Synthetic data is used in a variety of fields as a filter for information that would otherwise compromise the confidentiality of particular aspects of the data. In many sensitive applications, datasets theoretically exist but cannot be released to the general public; synthetic data sidesteps the privacy issues that arise from using real consumer information without permission or compensation.

Usefulness

Synthetic data is generated to meet specific needs or certain conditions that may not be found in the original, real data. One of the hurdles in applying up-to-date machine learning approaches for complex scientific tasks is the scarcity of labeled data, a gap effectively bridged by the use of synthetic data, which closely replicates real experimental data. This can be useful when designing many systems, from simulations based on theoretical value, to database processors, etc. This helps detect and solve unexpected issues such as information processing limitations. Synthetic data are often generated to represent the authentic data and allows a baseline to be set. Another benefit of synthetic data is to protect the privacy and confidentiality of authentic data, while still allowing for use in testing systems.
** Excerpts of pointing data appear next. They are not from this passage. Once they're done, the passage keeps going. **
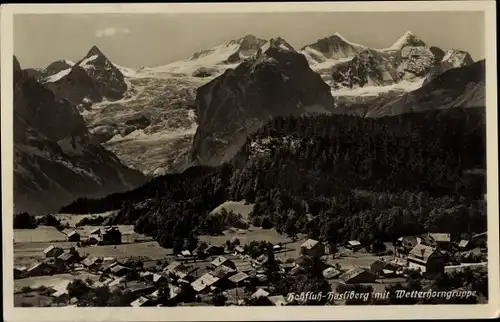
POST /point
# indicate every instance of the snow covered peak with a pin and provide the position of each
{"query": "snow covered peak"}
(94, 51)
(408, 39)
(278, 43)
(457, 58)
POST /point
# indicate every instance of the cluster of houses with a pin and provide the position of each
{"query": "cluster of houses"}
(189, 281)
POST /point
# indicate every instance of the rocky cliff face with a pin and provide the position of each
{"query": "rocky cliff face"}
(55, 159)
(458, 87)
(276, 81)
(87, 81)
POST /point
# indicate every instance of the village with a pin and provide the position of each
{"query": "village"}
(230, 272)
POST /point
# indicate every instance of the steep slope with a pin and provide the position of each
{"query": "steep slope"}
(55, 160)
(272, 83)
(403, 67)
(87, 81)
(211, 62)
(458, 87)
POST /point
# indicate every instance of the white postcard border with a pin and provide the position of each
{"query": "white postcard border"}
(234, 313)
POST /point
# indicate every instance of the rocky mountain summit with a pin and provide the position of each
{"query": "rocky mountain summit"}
(274, 82)
(92, 79)
(55, 158)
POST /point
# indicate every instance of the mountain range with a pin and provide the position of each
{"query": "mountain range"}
(201, 110)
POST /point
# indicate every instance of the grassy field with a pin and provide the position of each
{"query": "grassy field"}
(238, 207)
(258, 234)
(51, 280)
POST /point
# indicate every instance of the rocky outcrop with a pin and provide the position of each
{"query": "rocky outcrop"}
(274, 82)
(87, 81)
(55, 159)
(458, 87)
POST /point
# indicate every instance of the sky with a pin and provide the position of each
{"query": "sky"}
(137, 40)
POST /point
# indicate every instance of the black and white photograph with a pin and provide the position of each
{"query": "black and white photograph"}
(238, 158)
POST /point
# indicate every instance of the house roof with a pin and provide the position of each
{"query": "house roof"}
(140, 301)
(173, 266)
(204, 281)
(440, 237)
(136, 286)
(479, 235)
(35, 265)
(238, 277)
(352, 273)
(260, 293)
(297, 269)
(331, 272)
(309, 244)
(421, 252)
(219, 261)
(287, 265)
(65, 256)
(222, 271)
(20, 268)
(463, 243)
(157, 277)
(48, 249)
(90, 260)
(117, 268)
(244, 266)
(277, 300)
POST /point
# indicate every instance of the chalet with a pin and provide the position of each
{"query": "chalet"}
(312, 248)
(354, 245)
(52, 251)
(172, 267)
(204, 283)
(120, 270)
(297, 270)
(111, 236)
(426, 259)
(20, 271)
(479, 240)
(277, 300)
(287, 266)
(92, 262)
(67, 258)
(221, 260)
(261, 260)
(244, 266)
(331, 272)
(238, 278)
(377, 267)
(214, 250)
(39, 269)
(139, 288)
(142, 302)
(440, 240)
(260, 293)
(408, 242)
(223, 271)
(357, 275)
(73, 236)
(464, 245)
(159, 278)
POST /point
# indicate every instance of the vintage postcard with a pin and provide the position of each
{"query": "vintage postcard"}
(190, 162)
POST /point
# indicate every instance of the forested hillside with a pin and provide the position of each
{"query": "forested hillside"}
(334, 177)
A science article's abstract, quoted below, describes software that generates synthetic data for testing fraud detection systems. "This enables us to create realistic behavior profiles for users and attackers. The data is used to train the fraud detection system itself, thus creating the necessary adaptation of the system to a specific environment." In defense and military contexts, synthetic data is seen as a potentially valuable tool to develop and improve complex AI systems, particularly in contexts where high-quality real-world data is scarce. At the same time, synthetic data together with the testing approach can give the ability to model

History

Scientific modelling of physical systems, which allows to run simulations in which one can estimate/compute/generate datapoints that haven't been observed in actual reality, has a long history that runs concurrent with the history of physics itself. For example, research into synthesis of audio and voice can be traced back to the 1930s and before, driven forward by the developments of e.g. the telephone and audio recording. Digitization gave rise to software synthesizers from the 1970s onwards.

In the context of privacy-preserving statistical analysis, in 1993, the idea of original fully synthetic data was created by Rubin. Rubin originally designed this to synthesize the Decennial Census long form responses for the short form households. He then released samples that did not include any actual long form records - in this he preserved anonymity of the household. Later that year, the idea of original partially synthetic data was created by Little. Little used this idea to synthesize the sensitive values on the public use file.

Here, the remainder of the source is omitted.